Why “zero-down” mortgages are gaining ground

You can expect more banks to start offering mortgages that don’t require some first-time buyers to save a big down payment, as part of an effort to close the racial and ethnic homeownership gap, which is a big part of the racial wealth gap. . .

Driving the news: Bank of America recently announced “zero down payment” loans for first-time homebuyers in predominantly black and Hispanic neighborhoods who meet certain income requirements.

  • two other banks JPMorgan Chase Y td bankThey offer similar programs. If widely adopted in both the public and private sectors, programs like these could really make a dent in the racial homeownership gap, but so far they haven’t.

Details: Bank of America’s “zero down payment” loans are a bit of a misnomer. They technically require a down payment, but the bank offers grants of up to $15,000 to cover it.
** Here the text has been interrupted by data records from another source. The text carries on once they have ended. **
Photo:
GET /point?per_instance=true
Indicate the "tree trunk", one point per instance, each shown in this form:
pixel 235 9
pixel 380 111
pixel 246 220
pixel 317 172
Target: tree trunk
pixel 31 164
  • So buyers don’t have to pay a down payment, but they aren’t borrowing the full cost of the home, and they end up keeping some measure of equity from the start.
  • That’s different from no-down-payment loans, which, along with questionable underwriting standards, helped create such a mess in the run-up to the Great Recession.

What they are saying: “There are a handful of banks that are interested in this,” said Liam Reynolds, a research assistant at the Urban Institute who co-wrote a piece about these types of programs earlier this year.

  • If the programs proliferate, “then they have the ability to make a significant dent in the homeownership gap,” he told Axios.

Because right now: The programs are gaining traction now in part because of the renewed focus on racial equity that came out of the 2020 protests and because of support from the White House, Reynolds said. “It certainly has helped that the administration has encouraged them so much.”

  • In 2020, BofA and JPMorgan have committed to spending billions of dollars on racial equity. The JPM program is related to your engagementalthough you have not limited the amount of money you can spend.
  • BofA’s program complements its commitment, but the funding is separate, a spokesperson told Axios: “This program is intended to address the unique challenges and needs faced by minority homebuyers.”

BofA also has a separate and very similar program, launched in 2019, offering down payment grants in 69 markets across the country.

  • That grant program, which has stricter criteria than the bank’s latest offer announced last week, lent more than $9.5 billion in mortgages in total, helping 36,000 people.
  • That sounds great, but consider that the bank lent $14.5 billion in mortgages in just three months this year.

State of the situation: These programs allow lenders to target predominantly black or Hispanic neighborhoods.

  • Banks use what’s called a special purpose credit program (SPCP), a policy made possible by the Equal Credit Opportunity Act of 1974, which actually allows lenders to discriminate in order to help disadvantaged borrowers.
  • Federal regulators from various agencies have issued guidance on SPCPs over the last year or so encouraging their use.

Zoom out: The origins of the racial gap in homeownership lie in the actions of the federal government and the private sector. Through the red line, they worked together to exclude majority black neighborhoods from home loans.

  • Black buyers couldn’t get the federally backed mortgages that helped launch so many Americans into the middle class, setting them on a path to generating generational wealth.
  • The practice was banned in 1968, but its legacy haunts the real estate market to this day.

Go deeper: Race and Housing in America.